Calcium Imaging Results Correlate with Peripheral Input Signals and Behavioral Observations

The relative firing frequencies of OSNs accurately transmit the complete blend information to the AL [31]. Glomeruli are structural and functional units of AL, and their number and spatial arrangement is reproducible in congeneric species [50]. The OSNs expressing the same odor receptor converge onto one glomerulus, and thus the across-glomerular ratios of activity to different odorant blends in the AL could reflect the peripheral input signals.

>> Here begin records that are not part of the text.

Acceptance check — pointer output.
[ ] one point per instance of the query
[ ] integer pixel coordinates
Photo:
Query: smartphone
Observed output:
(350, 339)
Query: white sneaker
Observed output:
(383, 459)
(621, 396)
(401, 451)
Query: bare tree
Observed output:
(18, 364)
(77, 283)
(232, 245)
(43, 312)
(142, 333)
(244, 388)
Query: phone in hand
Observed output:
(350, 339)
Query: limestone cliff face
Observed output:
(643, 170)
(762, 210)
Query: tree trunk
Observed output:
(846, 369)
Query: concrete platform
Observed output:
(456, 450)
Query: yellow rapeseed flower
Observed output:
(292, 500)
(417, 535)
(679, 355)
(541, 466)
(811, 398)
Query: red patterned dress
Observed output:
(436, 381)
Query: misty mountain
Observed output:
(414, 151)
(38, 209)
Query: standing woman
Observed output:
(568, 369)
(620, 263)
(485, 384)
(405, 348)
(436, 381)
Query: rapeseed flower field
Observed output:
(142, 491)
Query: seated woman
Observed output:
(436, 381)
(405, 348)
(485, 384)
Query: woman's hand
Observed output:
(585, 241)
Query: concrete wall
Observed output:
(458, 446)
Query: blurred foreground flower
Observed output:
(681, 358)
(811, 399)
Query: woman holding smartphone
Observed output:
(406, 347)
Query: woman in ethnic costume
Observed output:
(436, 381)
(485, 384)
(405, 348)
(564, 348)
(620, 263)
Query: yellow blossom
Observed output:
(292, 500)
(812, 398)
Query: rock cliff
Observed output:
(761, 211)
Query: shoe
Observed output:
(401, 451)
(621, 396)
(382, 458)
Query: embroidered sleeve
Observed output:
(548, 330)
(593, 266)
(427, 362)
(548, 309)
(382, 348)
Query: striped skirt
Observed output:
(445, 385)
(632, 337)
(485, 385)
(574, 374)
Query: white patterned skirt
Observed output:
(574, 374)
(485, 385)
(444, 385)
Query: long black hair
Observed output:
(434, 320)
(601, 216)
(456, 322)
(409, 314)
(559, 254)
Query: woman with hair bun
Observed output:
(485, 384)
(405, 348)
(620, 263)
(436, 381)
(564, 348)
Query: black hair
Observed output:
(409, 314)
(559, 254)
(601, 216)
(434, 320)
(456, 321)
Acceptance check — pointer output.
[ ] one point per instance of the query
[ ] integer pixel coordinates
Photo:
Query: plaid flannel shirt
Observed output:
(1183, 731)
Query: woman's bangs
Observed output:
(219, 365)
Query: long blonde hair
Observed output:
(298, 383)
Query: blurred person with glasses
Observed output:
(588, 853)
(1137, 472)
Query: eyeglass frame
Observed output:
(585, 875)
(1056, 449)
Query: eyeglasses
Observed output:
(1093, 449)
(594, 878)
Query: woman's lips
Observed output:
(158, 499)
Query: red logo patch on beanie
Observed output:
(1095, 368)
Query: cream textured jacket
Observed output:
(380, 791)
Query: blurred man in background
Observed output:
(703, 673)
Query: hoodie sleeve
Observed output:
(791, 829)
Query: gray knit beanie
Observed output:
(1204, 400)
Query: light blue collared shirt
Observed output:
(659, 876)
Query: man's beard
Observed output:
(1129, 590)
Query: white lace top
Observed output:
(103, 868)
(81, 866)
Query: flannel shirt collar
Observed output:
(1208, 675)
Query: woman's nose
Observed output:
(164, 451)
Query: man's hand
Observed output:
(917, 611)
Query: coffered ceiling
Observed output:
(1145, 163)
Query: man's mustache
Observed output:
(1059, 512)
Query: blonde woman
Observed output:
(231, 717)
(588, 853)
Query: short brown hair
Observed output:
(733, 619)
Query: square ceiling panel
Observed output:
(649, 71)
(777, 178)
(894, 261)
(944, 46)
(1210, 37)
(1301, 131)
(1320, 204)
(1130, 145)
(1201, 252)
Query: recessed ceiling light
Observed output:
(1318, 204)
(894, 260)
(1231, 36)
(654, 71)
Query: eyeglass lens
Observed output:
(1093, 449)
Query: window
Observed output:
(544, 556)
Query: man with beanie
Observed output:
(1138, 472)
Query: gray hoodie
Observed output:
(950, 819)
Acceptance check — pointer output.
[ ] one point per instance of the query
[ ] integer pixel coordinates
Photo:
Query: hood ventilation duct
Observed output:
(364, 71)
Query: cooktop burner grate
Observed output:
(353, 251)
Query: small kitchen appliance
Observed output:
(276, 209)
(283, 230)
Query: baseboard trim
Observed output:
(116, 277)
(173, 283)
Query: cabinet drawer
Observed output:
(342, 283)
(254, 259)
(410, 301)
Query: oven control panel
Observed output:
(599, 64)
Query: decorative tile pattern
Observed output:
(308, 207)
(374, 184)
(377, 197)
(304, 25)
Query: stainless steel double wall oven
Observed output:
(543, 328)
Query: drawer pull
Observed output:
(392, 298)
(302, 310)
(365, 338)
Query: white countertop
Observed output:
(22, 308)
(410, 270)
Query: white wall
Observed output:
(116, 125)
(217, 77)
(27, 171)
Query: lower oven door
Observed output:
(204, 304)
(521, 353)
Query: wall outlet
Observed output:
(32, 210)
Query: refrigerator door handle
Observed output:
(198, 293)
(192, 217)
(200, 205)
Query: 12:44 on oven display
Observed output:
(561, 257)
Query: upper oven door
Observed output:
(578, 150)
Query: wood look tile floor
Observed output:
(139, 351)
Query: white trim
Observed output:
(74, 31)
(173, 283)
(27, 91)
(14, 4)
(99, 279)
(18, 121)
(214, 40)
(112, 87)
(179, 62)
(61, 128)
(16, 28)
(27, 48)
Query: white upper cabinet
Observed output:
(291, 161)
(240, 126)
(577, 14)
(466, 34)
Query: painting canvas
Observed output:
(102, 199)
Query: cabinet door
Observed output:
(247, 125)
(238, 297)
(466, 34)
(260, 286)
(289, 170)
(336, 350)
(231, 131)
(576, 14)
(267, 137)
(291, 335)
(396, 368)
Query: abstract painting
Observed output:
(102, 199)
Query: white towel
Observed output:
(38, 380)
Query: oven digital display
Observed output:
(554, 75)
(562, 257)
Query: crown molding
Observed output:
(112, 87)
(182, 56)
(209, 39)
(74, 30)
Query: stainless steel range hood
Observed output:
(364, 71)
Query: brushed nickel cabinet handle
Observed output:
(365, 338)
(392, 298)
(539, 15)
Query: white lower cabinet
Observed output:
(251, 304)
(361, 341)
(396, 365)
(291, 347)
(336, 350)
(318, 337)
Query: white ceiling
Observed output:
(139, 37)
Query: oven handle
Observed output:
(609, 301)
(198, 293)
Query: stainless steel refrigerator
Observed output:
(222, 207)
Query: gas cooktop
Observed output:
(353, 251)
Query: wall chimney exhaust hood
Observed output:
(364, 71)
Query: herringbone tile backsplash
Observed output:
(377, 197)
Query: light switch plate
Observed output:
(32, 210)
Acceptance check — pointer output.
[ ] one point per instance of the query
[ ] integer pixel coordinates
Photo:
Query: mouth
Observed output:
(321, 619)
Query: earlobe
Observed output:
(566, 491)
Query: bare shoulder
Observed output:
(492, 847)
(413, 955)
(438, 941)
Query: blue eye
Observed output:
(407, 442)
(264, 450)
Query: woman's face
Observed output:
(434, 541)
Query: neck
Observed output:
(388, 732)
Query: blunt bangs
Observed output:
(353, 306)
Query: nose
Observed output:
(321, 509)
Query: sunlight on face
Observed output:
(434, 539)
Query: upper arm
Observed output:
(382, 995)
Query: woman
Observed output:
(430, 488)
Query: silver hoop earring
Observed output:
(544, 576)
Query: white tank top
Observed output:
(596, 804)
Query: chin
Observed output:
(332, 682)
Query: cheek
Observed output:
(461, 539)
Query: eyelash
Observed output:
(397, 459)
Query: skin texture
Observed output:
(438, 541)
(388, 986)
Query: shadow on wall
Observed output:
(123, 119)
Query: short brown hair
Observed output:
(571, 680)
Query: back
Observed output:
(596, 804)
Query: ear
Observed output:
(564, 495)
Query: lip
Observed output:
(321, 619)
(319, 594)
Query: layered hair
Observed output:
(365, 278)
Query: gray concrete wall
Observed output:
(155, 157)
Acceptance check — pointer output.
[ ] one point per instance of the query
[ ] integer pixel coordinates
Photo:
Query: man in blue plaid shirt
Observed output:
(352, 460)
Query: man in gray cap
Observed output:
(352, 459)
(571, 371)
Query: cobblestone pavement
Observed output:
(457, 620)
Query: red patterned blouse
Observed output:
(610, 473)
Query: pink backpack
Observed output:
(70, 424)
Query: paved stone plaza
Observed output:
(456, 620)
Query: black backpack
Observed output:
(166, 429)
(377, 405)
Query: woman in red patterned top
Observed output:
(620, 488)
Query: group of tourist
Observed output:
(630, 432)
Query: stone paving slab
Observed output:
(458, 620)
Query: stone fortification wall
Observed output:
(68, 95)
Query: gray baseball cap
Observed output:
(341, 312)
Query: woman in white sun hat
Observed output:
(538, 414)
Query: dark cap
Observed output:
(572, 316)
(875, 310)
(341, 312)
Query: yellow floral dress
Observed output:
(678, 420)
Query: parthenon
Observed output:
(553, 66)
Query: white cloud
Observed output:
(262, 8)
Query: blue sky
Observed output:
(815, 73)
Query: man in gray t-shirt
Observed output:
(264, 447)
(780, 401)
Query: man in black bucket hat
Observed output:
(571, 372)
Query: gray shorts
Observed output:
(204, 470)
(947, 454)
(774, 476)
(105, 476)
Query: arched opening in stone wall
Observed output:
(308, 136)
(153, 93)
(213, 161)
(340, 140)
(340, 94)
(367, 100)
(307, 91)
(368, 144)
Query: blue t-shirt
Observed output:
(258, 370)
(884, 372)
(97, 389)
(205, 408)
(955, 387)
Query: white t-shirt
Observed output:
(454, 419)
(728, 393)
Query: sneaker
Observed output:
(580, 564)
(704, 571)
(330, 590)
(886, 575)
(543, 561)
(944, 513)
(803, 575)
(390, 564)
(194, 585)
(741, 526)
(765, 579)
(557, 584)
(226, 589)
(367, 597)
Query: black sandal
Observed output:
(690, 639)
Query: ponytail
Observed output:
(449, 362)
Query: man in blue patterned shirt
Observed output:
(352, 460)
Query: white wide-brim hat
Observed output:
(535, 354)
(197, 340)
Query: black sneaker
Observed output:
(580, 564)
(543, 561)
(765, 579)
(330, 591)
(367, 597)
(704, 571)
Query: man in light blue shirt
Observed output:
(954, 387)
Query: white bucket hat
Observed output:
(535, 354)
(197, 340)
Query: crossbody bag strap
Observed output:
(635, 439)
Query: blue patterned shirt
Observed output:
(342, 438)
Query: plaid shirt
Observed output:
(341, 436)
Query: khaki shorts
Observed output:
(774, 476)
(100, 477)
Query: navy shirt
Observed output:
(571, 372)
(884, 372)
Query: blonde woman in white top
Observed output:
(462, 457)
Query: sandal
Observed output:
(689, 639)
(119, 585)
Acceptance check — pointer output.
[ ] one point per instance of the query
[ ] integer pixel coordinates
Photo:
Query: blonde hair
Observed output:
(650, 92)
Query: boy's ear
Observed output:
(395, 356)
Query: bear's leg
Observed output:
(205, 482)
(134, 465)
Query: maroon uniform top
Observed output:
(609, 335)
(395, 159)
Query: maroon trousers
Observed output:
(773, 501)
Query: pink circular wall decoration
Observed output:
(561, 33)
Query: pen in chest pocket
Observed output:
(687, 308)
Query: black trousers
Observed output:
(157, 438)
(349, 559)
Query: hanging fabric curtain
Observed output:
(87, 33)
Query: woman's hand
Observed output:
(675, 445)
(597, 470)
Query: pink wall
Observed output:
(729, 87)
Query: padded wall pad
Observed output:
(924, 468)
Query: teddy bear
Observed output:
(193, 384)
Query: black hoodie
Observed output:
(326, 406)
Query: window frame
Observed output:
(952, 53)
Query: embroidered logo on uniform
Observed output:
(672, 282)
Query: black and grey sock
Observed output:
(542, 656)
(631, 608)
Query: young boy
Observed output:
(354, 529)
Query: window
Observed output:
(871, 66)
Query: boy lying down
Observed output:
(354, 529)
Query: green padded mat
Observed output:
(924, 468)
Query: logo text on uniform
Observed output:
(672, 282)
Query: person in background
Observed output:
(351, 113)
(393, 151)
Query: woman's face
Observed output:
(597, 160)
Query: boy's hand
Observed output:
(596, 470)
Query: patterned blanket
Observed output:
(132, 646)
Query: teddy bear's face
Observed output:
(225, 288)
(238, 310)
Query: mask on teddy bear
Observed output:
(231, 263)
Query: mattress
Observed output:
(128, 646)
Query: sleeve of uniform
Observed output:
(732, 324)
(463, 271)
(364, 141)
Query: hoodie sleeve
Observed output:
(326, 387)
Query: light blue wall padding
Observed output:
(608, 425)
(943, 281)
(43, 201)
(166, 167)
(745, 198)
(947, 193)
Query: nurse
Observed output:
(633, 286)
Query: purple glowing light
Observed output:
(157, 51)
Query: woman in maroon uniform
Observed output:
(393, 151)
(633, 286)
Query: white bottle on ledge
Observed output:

In this study, calcium green 2-AM was used in optical recording because its signal mainly presents the input information from OSNs [51][53]. Based on morphological atlases of AL in H. armigera and H. assulta [39], [40], calcium imaging results reveal that the OSNs tuned to Z9–16: Ald innervate the cumulus of MGC in H. assulta (Figure 4 A5), and OSNs responding to Z11–16: Ald arborize in a ventral unit (Figure 4 A4). This finding is in agreement with the former electrophysiological work combined with neuronal staining [12], [54]. On the contrary, in H. armigera, Z11–16: Ald activates the cumulus of the MGC whereas Z9–16: Ald activates only a smaller subunit, the Dm-p (Figure 4 A1, A2).

In these two species, the major pheromone-component-activated cumulus was characterized by a larger area. The glomerular zones activated by the major component were 2.81 and 1.58 times the size of those activated by the minor component in H. armigera and H. assulta, respectively. Dose-response curves of Z11–16: Ald and Z9–16: Ald in optical recordings show that the major component induces a stronger response in each of the two species at the same dosage (Figure 5). These findings prove the convergence of the same type OSNs in specified glomeruli. In other Lepidopteran species such as H. virescens and H. zea, as well as the Z and E strains of O. nubilalis, MGCs present similar structures, with the larger cumulus also dedicated to processing the major sex pheromone component [29], [30], [55], [56]. In Drosophila a strong correlation was found between the abundance of different types of OSNs and the volumes of corresponding glomeruli [57]. These results suggest that the relatively higher abundance of OSNs results in a large volume of its target glomerulus [58].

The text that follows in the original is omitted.